Il convient de distinguer :

  • - la cession irrégulière, à savoir une cession autorisée par la loi (au profit d'un membre de la famille du preneur), mais qui n'a pas respecté l'une des deux procédures susvisées.
  • - la cession illicite, à savoir la cession du bail à un tiers (non membre de la famille), laquelle est frappée de nullité quand bien même une telle cession aurait été acceptée par le bailleur (il vaut mieux alors résilier l'ancien bail et conclure un nouveau bail au profit du nouveau locataire).

Ne sont pas évoquées dans cet article :

- la cession du bail à une société civile d'exploitation agricole prévue à l'article L 411-38,

- le bail cessible qui fait l'objet de dispositions particulières (se rapporter à l'article sur le BAIL CESSIBLE),

- la cession du droit au bail dans le cadre d’une procédure de redressement judiciaire (article L 642-1 alinéa 3 du Code de Commerce).

3/ FORMALISME À RESPECTER UNE FOIS L'ACCORD OU L'AGREMENT OBTENU.

Selon l'article 1216 alinéa 2 du Code civi, un contrat écrit doit être établi entre le preneur-cédant et le preneur-cessionnaire. Et ce à peine de nullité.

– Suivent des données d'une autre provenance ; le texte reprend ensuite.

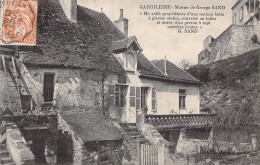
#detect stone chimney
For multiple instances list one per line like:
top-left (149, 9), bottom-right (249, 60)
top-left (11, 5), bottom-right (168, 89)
top-left (60, 0), bottom-right (78, 22)
top-left (164, 56), bottom-right (168, 75)
top-left (203, 36), bottom-right (214, 50)
top-left (114, 9), bottom-right (128, 37)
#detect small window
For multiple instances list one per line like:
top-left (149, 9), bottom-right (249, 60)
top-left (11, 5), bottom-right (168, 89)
top-left (179, 89), bottom-right (187, 109)
top-left (233, 13), bottom-right (237, 25)
top-left (126, 53), bottom-right (136, 71)
top-left (109, 85), bottom-right (115, 106)
top-left (130, 87), bottom-right (135, 107)
top-left (136, 87), bottom-right (141, 110)
top-left (239, 6), bottom-right (244, 21)
top-left (115, 85), bottom-right (127, 107)
top-left (152, 88), bottom-right (157, 111)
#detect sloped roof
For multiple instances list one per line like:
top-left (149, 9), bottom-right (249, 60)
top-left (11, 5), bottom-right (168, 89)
top-left (152, 59), bottom-right (200, 84)
top-left (60, 112), bottom-right (122, 142)
top-left (19, 0), bottom-right (125, 71)
top-left (137, 52), bottom-right (168, 79)
top-left (110, 36), bottom-right (142, 53)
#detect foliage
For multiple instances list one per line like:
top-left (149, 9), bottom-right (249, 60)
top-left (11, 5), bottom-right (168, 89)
top-left (187, 65), bottom-right (210, 82)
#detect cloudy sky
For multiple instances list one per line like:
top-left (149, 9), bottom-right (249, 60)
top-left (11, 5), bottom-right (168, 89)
top-left (78, 0), bottom-right (237, 64)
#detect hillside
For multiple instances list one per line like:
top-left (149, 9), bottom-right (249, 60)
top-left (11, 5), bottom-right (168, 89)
top-left (188, 49), bottom-right (260, 133)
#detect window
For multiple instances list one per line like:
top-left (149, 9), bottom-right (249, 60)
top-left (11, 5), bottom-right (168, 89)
top-left (152, 88), bottom-right (157, 111)
top-left (43, 73), bottom-right (55, 102)
top-left (249, 0), bottom-right (255, 14)
top-left (130, 87), bottom-right (135, 107)
top-left (239, 6), bottom-right (244, 21)
top-left (126, 53), bottom-right (136, 70)
top-left (179, 89), bottom-right (186, 109)
top-left (115, 85), bottom-right (127, 107)
top-left (109, 85), bottom-right (115, 106)
top-left (136, 87), bottom-right (141, 110)
top-left (233, 13), bottom-right (237, 25)
top-left (109, 84), bottom-right (127, 107)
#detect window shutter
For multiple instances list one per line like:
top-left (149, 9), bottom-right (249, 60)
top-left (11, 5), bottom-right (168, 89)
top-left (152, 88), bottom-right (157, 111)
top-left (130, 87), bottom-right (135, 107)
top-left (109, 85), bottom-right (115, 106)
top-left (136, 87), bottom-right (141, 110)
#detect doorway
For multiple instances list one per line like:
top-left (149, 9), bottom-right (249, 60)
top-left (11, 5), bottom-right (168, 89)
top-left (141, 87), bottom-right (149, 115)
top-left (43, 73), bottom-right (54, 102)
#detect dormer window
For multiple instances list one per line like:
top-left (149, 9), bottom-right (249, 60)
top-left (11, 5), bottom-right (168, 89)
top-left (125, 53), bottom-right (136, 71)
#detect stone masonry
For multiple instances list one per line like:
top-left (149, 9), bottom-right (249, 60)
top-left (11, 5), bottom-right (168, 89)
top-left (198, 25), bottom-right (260, 64)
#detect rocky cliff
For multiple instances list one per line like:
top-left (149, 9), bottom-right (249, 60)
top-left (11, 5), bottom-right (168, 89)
top-left (188, 49), bottom-right (260, 126)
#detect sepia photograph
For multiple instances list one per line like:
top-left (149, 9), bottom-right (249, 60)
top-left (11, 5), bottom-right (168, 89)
top-left (0, 0), bottom-right (260, 165)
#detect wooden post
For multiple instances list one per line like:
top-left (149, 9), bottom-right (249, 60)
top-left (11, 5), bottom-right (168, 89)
top-left (136, 139), bottom-right (141, 165)
top-left (250, 134), bottom-right (257, 151)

Selon ce même article (alinéa 1), le contrat doit être notifié au bailleur (soit par lettre recommandée avec accusé de réception, soit par acte de Commissaire de justice), à moins que le bailleur en ait pris acte (en paraphant par exemple l'acte de cession). A défaut, le congé délivré au preneur initial en raison de son âge est valable, quand bien même la cession du bail à son descendant a été agréée par le tribunal et quand bien même un acte écrit de cession entre l'ancien preneur et le nouveau a été établi (Cass. 3° civ., 11 janvier 2024, n° 22-15.661).